Policjanci zatrzymali 44-latka podejrzanego o kradzieże z włamaniem. Musieli wyciągać go spod łóżka. Mężczyźnie grozi do dziesięciu lat więzienia. Pokrzywdzeni oszacowali swoje straty na blisko 23 tysiące złotych.
Od czerwca do końca października w podbiałostockim Wasilkowie doszło do pięciu kradzieży. Ofiarą jednej z nich padł właściciel domu jednorodzinnego. Sądził, że ukrywa klucze w bezpiecznym miejscu na zewnątrz budynku. Kryjówkę wypatrzył jednak złodziej, który włamał się do domu aż trzy razy.
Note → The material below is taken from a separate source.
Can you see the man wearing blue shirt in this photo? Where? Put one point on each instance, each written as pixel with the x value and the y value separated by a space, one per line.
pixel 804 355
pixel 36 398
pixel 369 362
Jego łupem padły pieniądze – blisko 15 tys. zł.
Do kolejnych dwóch kradzieży doszło w lokalu gastronomicznym na terenie Wasilkowa. Tym razem włamywacz zabrał elektronarzędzia. Między innymi pilarkę, szlifierkę oraz piłę szablastą. Właściciel oszacował straty na ponad 8 tys. zł.
Ukrył się pod łóżkiem
Śledczym udało się ustalić tożsamość podejrzanego i ustalić, że wynajmuje mieszkanie na jednym z białostockich osiedli. Mundurowym drzwi otworzył przybyły na miejsce właściciel lokalu. W środku policjanci odnaleźli 44-letniego podejrzanego. Schował się przed nimi pod łóżkiem.
Mężczyzna trafił od razu do aresztu. Usłyszał pięć zarzutów kradzieży z włamaniem. Grozi mu do dziesięciu lat więzienia. Policji udało się już odzyskać część skradzionych przedmiotów.